Above and belowground community analysis
Statistical analysis were performed in R using RStudio (RStudio Team, 2015). The community composition of plant species recorded in all plots along transects 1 and 4 was visualized by non-metric Multidimensional Scaling (nMDS) using Bray-Curtis dissimilarities. Both plant and belowground analyses were made with the vegan software package (version 2.5-7; Oksanen et al., 2019). The two-sample I-test was used to test for significant difference in mean gravimetric soil moisture between the two soil moisture regimes (wet vs. mesic-dry). The three OTU occurrence tables were transformed to relative abundances for each sample and used for community analysis. nMDS ordination plots were generated using the ‘metaMDS´function in vegan. To down weight the importance of common taxa, the analysis was repeated using square root transformation of relative abundance data prior to calculation of the Bray-Curtis dissimilarity. Marginal and individual PERMANOVAs were conducted on all three datasets and two standardizations described above, using the ‘adonis’ function in the vegan to test for the marginal and overall effect of soil moisture regime (wet vs. mesic-dry) and presence/absence of F. meleagris on shaping belowground microeukaryotic communities at the study site.

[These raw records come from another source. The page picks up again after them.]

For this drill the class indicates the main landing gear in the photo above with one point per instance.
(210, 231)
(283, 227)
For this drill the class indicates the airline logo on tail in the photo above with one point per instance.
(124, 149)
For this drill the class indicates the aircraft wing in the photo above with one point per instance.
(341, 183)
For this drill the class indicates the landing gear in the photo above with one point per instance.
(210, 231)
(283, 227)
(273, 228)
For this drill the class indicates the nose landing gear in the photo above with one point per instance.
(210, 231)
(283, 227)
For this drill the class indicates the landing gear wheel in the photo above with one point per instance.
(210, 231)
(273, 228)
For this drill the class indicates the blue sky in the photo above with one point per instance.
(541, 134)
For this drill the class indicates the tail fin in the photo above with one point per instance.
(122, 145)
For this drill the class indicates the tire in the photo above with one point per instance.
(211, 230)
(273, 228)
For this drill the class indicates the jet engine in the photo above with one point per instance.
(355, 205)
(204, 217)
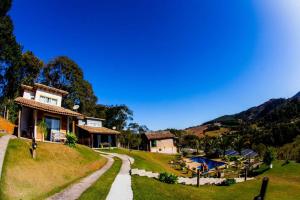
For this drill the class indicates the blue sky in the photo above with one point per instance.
(174, 63)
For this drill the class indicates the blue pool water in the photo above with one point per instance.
(210, 163)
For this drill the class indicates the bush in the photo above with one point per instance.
(298, 155)
(268, 157)
(167, 178)
(228, 182)
(71, 139)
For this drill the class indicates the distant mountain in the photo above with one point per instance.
(297, 96)
(273, 110)
(275, 122)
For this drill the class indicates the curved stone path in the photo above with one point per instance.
(3, 146)
(74, 191)
(121, 187)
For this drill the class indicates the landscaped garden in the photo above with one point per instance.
(284, 184)
(155, 162)
(100, 189)
(55, 167)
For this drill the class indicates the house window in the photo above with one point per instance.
(48, 100)
(153, 143)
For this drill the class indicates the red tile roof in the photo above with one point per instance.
(46, 107)
(101, 130)
(159, 135)
(45, 87)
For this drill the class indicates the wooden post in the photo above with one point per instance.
(198, 177)
(73, 126)
(35, 124)
(68, 124)
(19, 123)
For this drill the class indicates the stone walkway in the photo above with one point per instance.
(3, 146)
(121, 187)
(74, 191)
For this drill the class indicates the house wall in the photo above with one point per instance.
(27, 120)
(93, 123)
(63, 123)
(28, 94)
(164, 146)
(90, 122)
(40, 92)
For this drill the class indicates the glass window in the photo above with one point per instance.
(48, 100)
(153, 143)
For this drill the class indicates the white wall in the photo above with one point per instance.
(25, 116)
(28, 94)
(94, 123)
(164, 146)
(40, 92)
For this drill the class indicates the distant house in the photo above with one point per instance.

After taxonomic assignment as described above, the three OTU occurrence tables were divided into two separate datasets for fungal and protist communities separately (ie. non-fungal microeukaryotes). The ordination and PERMANOVA tests described above were repeated for these taxonomically distinct communities.
Distribution and abundance of OTU_Ss were visualized across the contrasting soil conditions wet vs. mesic-dry soil conditions and presence/absence of F. meleagris using a Venn-diagram (Heberle et al., 2015). The relative abundance of unique and shared fungal and protist OTU_Ss were calculated across samples for the two contrasting conditions. To identify differentially abundant taxa in contrasting soil moisture regimes (wet vs. mesic-dry) and presence/absence of F. meleagris , the ‘phyloseq-to-deseq´ function in the phyloseq package (v 1.34.0; (McMurdie & Holmes, 2013) was applied to OTU_S occurrence tables separately. The generated phyloseq object was analysed using the DESeq2 tool (DESeq package version 1.30.1; Love et al., 2014). Identified taxa and their differential abundance were illustrated using the ggplot2 R package (Wickham, 2016).